In this study we aim to develop a methodology for the quantitative and qualitative assessment of extracted thrombi in patients presenting with STEMI and undergoing thrombus aspiration during primary PCI. Our goal is to quantify characteristics that so far have only been subjective to the individual viewer, such as the thrombus volume and the thrombus fine structure, and to investigate the predictive value of these characteristics.

These novel imaging parameters, combined with clinical and laboratory data, will enable the in-depth exploration of the complex cellular interactions in the STEMI setting and will potentially improve patient risk stratification. This might facilitate the development of a personalized approach in treating patients with STEMI.

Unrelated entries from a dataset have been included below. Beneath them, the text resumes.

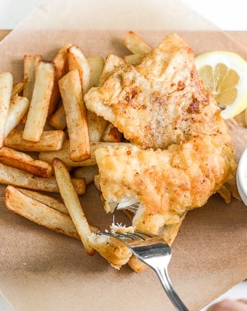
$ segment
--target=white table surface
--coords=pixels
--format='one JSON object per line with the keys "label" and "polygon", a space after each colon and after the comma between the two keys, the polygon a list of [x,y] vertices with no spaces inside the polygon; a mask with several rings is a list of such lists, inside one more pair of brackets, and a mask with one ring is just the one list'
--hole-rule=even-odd
{"label": "white table surface", "polygon": [[[234,1],[230,0],[183,1],[220,29],[247,31],[246,0],[234,0]],[[1,0],[0,29],[15,28],[40,2],[42,0]],[[204,290],[207,290],[207,288],[204,288]],[[247,298],[247,281],[234,286],[216,301],[223,299],[236,299],[239,298]],[[9,311],[10,310],[12,309],[10,309],[8,303],[0,292],[0,311]],[[203,309],[203,310],[206,310],[207,308]]]}

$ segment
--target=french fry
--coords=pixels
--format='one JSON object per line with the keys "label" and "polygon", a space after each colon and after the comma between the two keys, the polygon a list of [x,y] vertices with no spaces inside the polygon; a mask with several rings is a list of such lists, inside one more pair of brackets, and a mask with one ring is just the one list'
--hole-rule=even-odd
{"label": "french fry", "polygon": [[152,47],[133,32],[126,33],[124,37],[123,43],[133,54],[143,54],[152,51]]}
{"label": "french fry", "polygon": [[69,173],[65,165],[58,158],[54,159],[52,167],[62,200],[77,229],[86,253],[93,255],[95,250],[91,246],[89,241],[89,236],[92,231],[73,187]]}
{"label": "french fry", "polygon": [[58,84],[69,136],[69,157],[74,161],[87,160],[90,158],[89,136],[78,71],[69,71]]}
{"label": "french fry", "polygon": [[40,141],[34,142],[23,139],[22,130],[13,130],[5,138],[4,145],[6,147],[20,151],[51,151],[61,149],[66,135],[62,130],[43,131]]}
{"label": "french fry", "polygon": [[70,71],[74,69],[78,71],[82,92],[86,93],[90,87],[91,70],[89,62],[80,47],[72,45],[68,49],[68,62]]}
{"label": "french fry", "polygon": [[90,68],[90,82],[89,89],[97,87],[102,73],[104,60],[102,57],[92,56],[87,58]]}
{"label": "french fry", "polygon": [[109,54],[106,58],[98,85],[99,87],[102,85],[113,70],[124,64],[125,64],[125,61],[122,58],[115,54]]}
{"label": "french fry", "polygon": [[29,196],[21,189],[8,186],[5,201],[6,207],[10,211],[59,233],[80,239],[69,215]]}
{"label": "french fry", "polygon": [[123,133],[111,123],[108,123],[102,137],[102,141],[120,143],[123,140]]}
{"label": "french fry", "polygon": [[[49,164],[51,164],[52,160],[54,158],[60,159],[67,167],[78,167],[78,166],[91,166],[95,165],[97,164],[96,159],[95,157],[95,151],[96,149],[99,148],[105,148],[109,146],[115,146],[117,144],[122,145],[126,143],[106,143],[106,142],[95,142],[90,143],[90,150],[91,150],[91,158],[88,160],[81,161],[78,162],[75,162],[69,158],[69,141],[67,139],[62,147],[60,150],[57,151],[47,151],[47,152],[40,152],[38,154],[38,159],[42,161],[47,162]],[[129,146],[130,143],[126,143],[126,146]]]}
{"label": "french fry", "polygon": [[[94,183],[94,185],[95,186],[95,187],[99,191],[100,191],[100,176],[99,176],[99,174],[95,174],[95,175],[94,176],[94,177],[93,177],[93,183]],[[102,200],[102,203],[104,204],[104,201],[102,201],[102,200],[103,200],[103,196],[102,196],[101,200]]]}
{"label": "french fry", "polygon": [[34,91],[36,71],[42,60],[41,55],[25,55],[23,58],[23,79],[26,83],[23,87],[23,96],[31,102]]}
{"label": "french fry", "polygon": [[19,95],[24,89],[25,85],[27,84],[27,79],[23,79],[22,81],[16,83],[13,85],[12,90],[11,92],[11,96],[14,96],[16,94]]}
{"label": "french fry", "polygon": [[11,97],[5,126],[5,137],[18,125],[27,113],[30,102],[27,97],[15,95]]}
{"label": "french fry", "polygon": [[64,130],[67,126],[66,115],[62,102],[49,119],[49,124],[57,130]]}
{"label": "french fry", "polygon": [[34,160],[30,155],[7,147],[0,149],[0,162],[38,176],[48,178],[51,176],[51,166],[40,160]]}
{"label": "french fry", "polygon": [[68,49],[72,45],[71,43],[63,45],[52,60],[56,66],[56,76],[58,81],[69,71]]}
{"label": "french fry", "polygon": [[[84,178],[72,178],[72,183],[78,194],[81,195],[85,193],[86,181]],[[12,168],[1,162],[0,183],[34,190],[59,192],[54,176],[52,176],[48,178],[37,177],[32,174]]]}
{"label": "french fry", "polygon": [[54,113],[60,99],[60,93],[58,87],[58,81],[69,71],[67,49],[72,46],[67,43],[62,46],[52,60],[55,65],[54,83],[53,85],[51,100],[49,105],[47,117],[49,117]]}
{"label": "french fry", "polygon": [[[18,188],[21,190],[19,188]],[[48,196],[47,194],[44,194],[40,192],[37,192],[36,191],[29,190],[27,189],[21,189],[21,192],[26,194],[31,198],[41,202],[46,205],[52,207],[53,209],[57,209],[61,213],[67,214],[69,215],[69,211],[66,208],[66,206],[59,200],[54,198],[53,196]]]}
{"label": "french fry", "polygon": [[183,220],[186,216],[187,211],[185,211],[180,217],[178,222],[176,224],[167,224],[162,230],[161,236],[166,241],[169,245],[172,245],[176,237],[179,228],[181,227]]}
{"label": "french fry", "polygon": [[87,111],[86,121],[90,141],[99,141],[106,128],[107,121],[92,111]]}
{"label": "french fry", "polygon": [[40,62],[36,72],[34,91],[25,125],[23,138],[38,141],[46,122],[54,84],[55,66],[51,62]]}
{"label": "french fry", "polygon": [[9,72],[0,73],[0,148],[3,146],[5,126],[10,105],[13,77]]}
{"label": "french fry", "polygon": [[84,178],[86,179],[86,185],[89,185],[94,181],[95,174],[99,174],[97,165],[83,166],[76,168],[73,172],[73,176],[76,178]]}

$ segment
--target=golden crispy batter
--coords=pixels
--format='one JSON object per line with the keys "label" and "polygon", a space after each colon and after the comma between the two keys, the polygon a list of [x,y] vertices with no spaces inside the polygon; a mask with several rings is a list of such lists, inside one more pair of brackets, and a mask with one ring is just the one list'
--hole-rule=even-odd
{"label": "golden crispy batter", "polygon": [[222,192],[236,169],[226,126],[193,58],[183,39],[168,36],[140,65],[121,65],[85,96],[89,109],[134,143],[95,152],[106,211],[139,203],[133,226],[170,243],[187,211]]}
{"label": "golden crispy batter", "polygon": [[225,131],[193,58],[187,43],[169,35],[140,65],[122,65],[92,88],[84,97],[86,106],[143,148],[165,148],[198,133]]}
{"label": "golden crispy batter", "polygon": [[232,177],[235,169],[224,136],[201,135],[167,150],[110,147],[95,152],[106,208],[113,203],[141,203],[132,224],[156,233],[165,224],[179,222],[183,214],[204,205]]}

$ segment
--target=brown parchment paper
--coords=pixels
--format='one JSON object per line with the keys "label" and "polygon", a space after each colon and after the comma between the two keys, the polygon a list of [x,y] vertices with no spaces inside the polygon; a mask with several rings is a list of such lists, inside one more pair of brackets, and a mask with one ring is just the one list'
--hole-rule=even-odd
{"label": "brown parchment paper", "polygon": [[[58,1],[54,2],[58,9]],[[66,2],[68,8],[64,10],[71,13],[69,2],[71,1]],[[106,1],[106,5],[110,2]],[[163,10],[172,2],[163,1]],[[60,23],[58,27],[52,27],[47,25],[48,21],[52,24],[47,19],[51,10],[52,16],[56,15],[51,3],[47,1],[46,6],[41,6],[0,45],[1,71],[10,71],[18,80],[22,77],[25,54],[41,54],[45,59],[51,59],[67,42],[78,45],[87,56],[105,57],[110,52],[123,56],[128,53],[121,42],[126,30],[138,32],[154,46],[173,32],[174,16],[186,15],[187,21],[181,23],[187,24],[192,21],[189,16],[194,16],[194,12],[174,1],[176,6],[167,7],[169,10],[164,12],[165,23],[161,22],[159,28],[156,23],[155,29],[142,27],[141,24],[137,27],[137,21],[136,27],[130,28],[128,19],[124,25],[117,24],[122,29],[117,30],[101,25],[97,27],[96,24],[91,27],[84,25],[82,28],[69,25],[67,29],[64,20],[62,27]],[[147,2],[143,3],[145,6]],[[76,8],[73,7],[74,10]],[[140,22],[142,18],[143,15]],[[129,21],[131,25],[131,19]],[[167,27],[169,21],[170,27]],[[198,16],[198,21],[203,25],[209,25]],[[142,21],[143,25],[145,21]],[[147,20],[147,23],[150,22]],[[213,26],[209,25],[210,31],[207,31],[202,26],[196,27],[196,24],[195,29],[199,31],[193,31],[191,25],[191,29],[178,29],[175,26],[178,24],[177,21],[173,24],[174,31],[187,41],[196,54],[227,49],[247,58],[244,45],[227,34],[215,31]],[[247,38],[247,34],[243,36]],[[236,141],[239,143],[239,140]],[[8,211],[4,191],[5,187],[1,185],[0,290],[16,310],[174,310],[151,269],[137,274],[126,266],[116,270],[97,254],[89,257],[80,241],[50,231]],[[112,215],[105,214],[93,185],[89,187],[82,203],[91,222],[100,229],[108,227]],[[127,222],[121,214],[116,215],[115,220]],[[174,286],[190,310],[199,310],[247,278],[247,207],[234,199],[226,205],[220,197],[213,196],[204,207],[188,213],[172,252],[169,270]]]}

Furthermore, the 2018 ESC / EACTS Guidelines on myocardial revascularization strongly support future trials of improved thrombus aspiration technologies in patients with high risk [17]. However, previous studies evaluating newly developed strategies for thrombus aspiration have failed to quantify the volume of thrombi retrieved [32]. Due to its high accuracy for the quantification of the volume of the extracted thrombotic material, this methodology will potentially enable the assessment of different thrombus aspiration technologies based on their ability for thrombus removal.

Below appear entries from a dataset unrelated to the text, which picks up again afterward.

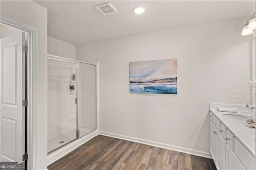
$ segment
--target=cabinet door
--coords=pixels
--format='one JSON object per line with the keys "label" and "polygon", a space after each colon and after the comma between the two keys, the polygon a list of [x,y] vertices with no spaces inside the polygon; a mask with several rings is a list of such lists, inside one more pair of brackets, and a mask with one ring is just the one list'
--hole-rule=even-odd
{"label": "cabinet door", "polygon": [[245,168],[234,152],[228,145],[226,147],[226,168],[227,170],[244,170]]}
{"label": "cabinet door", "polygon": [[226,168],[226,147],[227,142],[220,133],[217,133],[217,157],[216,162],[219,170]]}
{"label": "cabinet door", "polygon": [[210,148],[212,159],[216,164],[217,157],[217,129],[212,122],[210,122]]}

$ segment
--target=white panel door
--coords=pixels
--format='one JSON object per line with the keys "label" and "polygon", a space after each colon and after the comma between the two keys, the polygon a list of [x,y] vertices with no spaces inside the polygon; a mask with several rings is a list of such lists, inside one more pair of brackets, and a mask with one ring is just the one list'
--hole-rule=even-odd
{"label": "white panel door", "polygon": [[24,153],[25,35],[0,39],[0,150],[1,161],[21,161]]}
{"label": "white panel door", "polygon": [[217,164],[219,170],[226,168],[226,147],[227,142],[220,133],[217,133]]}
{"label": "white panel door", "polygon": [[212,121],[210,121],[210,150],[212,157],[215,164],[217,163],[217,129]]}

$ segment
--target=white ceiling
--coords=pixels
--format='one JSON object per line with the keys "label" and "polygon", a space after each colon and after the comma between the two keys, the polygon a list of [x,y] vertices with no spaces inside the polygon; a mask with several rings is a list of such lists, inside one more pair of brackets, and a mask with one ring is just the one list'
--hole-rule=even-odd
{"label": "white ceiling", "polygon": [[[248,18],[255,10],[252,0],[34,2],[48,9],[48,35],[74,45]],[[117,13],[104,16],[95,8],[109,2]],[[144,13],[133,12],[137,5],[146,7]]]}

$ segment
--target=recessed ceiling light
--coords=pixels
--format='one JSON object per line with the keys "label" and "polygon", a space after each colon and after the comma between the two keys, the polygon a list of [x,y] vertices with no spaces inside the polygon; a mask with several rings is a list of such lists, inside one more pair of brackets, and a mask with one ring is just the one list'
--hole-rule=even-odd
{"label": "recessed ceiling light", "polygon": [[143,6],[136,6],[133,8],[133,12],[137,14],[142,14],[144,12],[146,8]]}

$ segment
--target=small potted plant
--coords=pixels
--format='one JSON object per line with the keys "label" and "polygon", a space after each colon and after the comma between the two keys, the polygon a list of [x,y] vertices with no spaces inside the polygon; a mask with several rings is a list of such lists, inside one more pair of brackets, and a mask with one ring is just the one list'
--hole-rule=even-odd
{"label": "small potted plant", "polygon": [[73,91],[75,91],[75,85],[69,85],[69,89],[70,89],[70,91],[72,92],[72,90],[73,90]]}

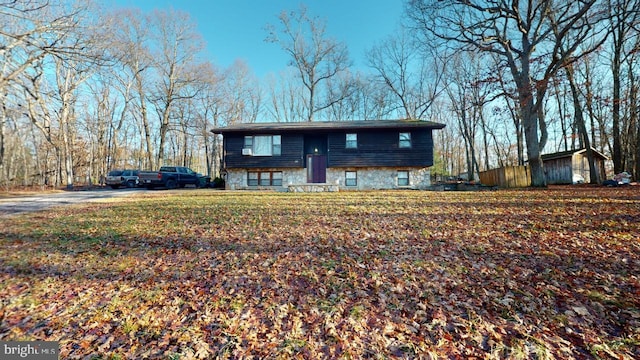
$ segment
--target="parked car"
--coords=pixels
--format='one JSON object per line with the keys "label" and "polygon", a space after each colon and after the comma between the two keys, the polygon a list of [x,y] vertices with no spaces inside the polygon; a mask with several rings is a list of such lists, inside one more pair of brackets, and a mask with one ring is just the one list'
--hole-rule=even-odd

Micro-CT has often been used in medical studies [33, 34] and has been proven to accurately visualize and quantify venous thrombi in experimental models [35]. Nonetheless, this is-to our knowledge-the first study of volumetric coronary thrombus assessment by micro-CT. In the TOTAL-OCT study, a sub-study of the TOTAL trial, Optical Coherence Tomography (OCT) was used to quantify thrombus in vivo prior to stent implantation after restoration of TIMI 2–3 flow to the culprit vessel [36]. The study showed that measurement of pre-stent thrombus burden by OCT in patients suffering from STEMI is feasible and repeatable [36]. However, although intravascular OCT has a tremendous potential of helping us to visualize and manage thrombus in STEMI patients, this method has certain limitations: First, it cannot provide clear images in the thrombus-occluded vessel due to significant signal attenuation caused by erythrocytes [37]. Moreover, its shallow penetration depth (1.0 to 1.5 mm in a blood-free environment) might limit its ability to visualize the full size of a large clot [37]. Last, OCT cannot distinguish between mural thrombi and plaques [38]. On the other hand, micro-CT imaging provides the opportunity to use chemical factors which strengthen the contrast of tissues. This will facilitate an improved image quality of thrombi and will enable more accurate tissue characterization, as potential differences in clot internal and external structure, such as architecture of the various cell types, can be better visualized. Thus, OCT and micro-CT represent two complementary research pathways, which can both provide valuable information for the quantitative and qualitative characteristics of thrombi and for risk-stratification of patients with STEMI.

There are certain limitations to this study. First, the study is restricted to patients with STEMI who undergo thrombus aspiration at the discretion of the interventional cardiologist performing the primary PCI. Thus, the study population is not necessarily representative of the whole spectrum of STEMI patients. Moreover, additional imaging (OCT) will not be used to quantify residual thrombus, as this technology is not routinely available in our catheterization laboratory. Furthermore, it is possible that formalin fixation might influence the actual size of aspirated thrombi. This formalin-induced shrinkage effect might result in underestimating the actual dimensions of thrombi. Nonetheless, this will affect the size of all samples, as they are all subjected to the same fixation procedures. Last, the present study is a pilot study with small sample size, and it is not powered to show correlation between imaging variables and hard clinical endpoints.

In conclusion, we propose a novel methodological approach for the assessment of aspirated thrombotic material from coronary arteries using micro-CT, offering new perspectives for future research. This method could be used in larger, clinically-oriented trials to help stratify patients with thrombus burden according to their risk for adverse outcomes.